China’s Ministry of Education has officially approved Duke’s campus in China—Duke-Kunshan University. Although the administration has promised to ensure that DKU operates under guiding principles that include academic freedom and open access to information, given China’s legacy of censorship, we have serious doubts that Duke can live up to that commitment.
In China, constraints on academic freedom are the norm. Recently, Xia Yeliang—a Chinese economics professor at the University of Peking who is known for holding liberal views—was suddenly and unexpectedly told that he would face a faculty vote to determine whether or not he could remain at the university. As silence resonated among his Chinese colleagues, faculty from Wellesley College—which plans to partner with the University of Peking—spoke out to defend Yeliang, threatening to terminate Wellesley’s proposed venture if Yeliang were to be dismissed for political reasons.
Although Yeliang's predicament has gained considerable attention in American academic circles, it is only one in a series of alarming crackdowns. In June, Chinese dissident Chen Guangcheng claimed that New York University pressured him to leave the university because his activism was straining ties with China. Although NYU—which has a campus in Shanghai—denies the allegations, the incident raises questions about the level of academic freedom U.S. universities can expect to maintain in China.
Additionally, the Chinese government recently banned classroom discussion on issues like “universal rights” and “freedom of press.” Given prohibitions like these, we remain unsure how Duke will protect DKU from China’s seemingly non-negotiable limits on academic freedom.
Although we have expressed concerns about DKU in the past, the administration’s practiced evasion of substantive conversations about academic freedom at DKU dissolves any confidence we might have had in an intellectually open Kunshan.
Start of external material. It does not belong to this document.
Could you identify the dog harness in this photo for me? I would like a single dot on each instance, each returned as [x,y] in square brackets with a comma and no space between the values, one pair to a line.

Can we really expect Duke to maintain academic freedom in the face of repression and censorship? Are we simply to accept Brodhead’s hollow assurance that DKU will require the highest level of academic freedom? Should Duke follow Wellesley’s lead and back out of the partnership?
Because Duke has already poured time and money into DKU, it is extremely unlikely that the administration will pull away from the project. There may still be some hope for DKU though. In the best case scenario, DKU could provide a more open space for academic exchange, beginning to pry open, however modestly, what is now a hermetically sealed academic culture in China.
Given the overwhelming evidence of censorship in Chinese academic culture, however, there is little reason to think that DKU will remain immune to constraints on academic freedom. President Richard Brodhead’s rhetoric—particularly his emphasis on “guiding values,” as opposed to strict standards—suggests the administration recognizes the impossibility of full academic freedom at DKU.
We therefore ask Brodhead to abandon empty rhetoric and wishful thinking and confront the issue of academic freedom squarely. In our view, the administration has an obligation to communicate clearly with the community about how it plans to protect and promote academic freedom at DKU, and we ask only for frank and substantive answers to the concerns raised by community members.
Correction: A previous version of this Editorial stated that the University spent $260 million on Duke Kunshan University, when the real number is closer to $10 million. The Chronicle regrets the error.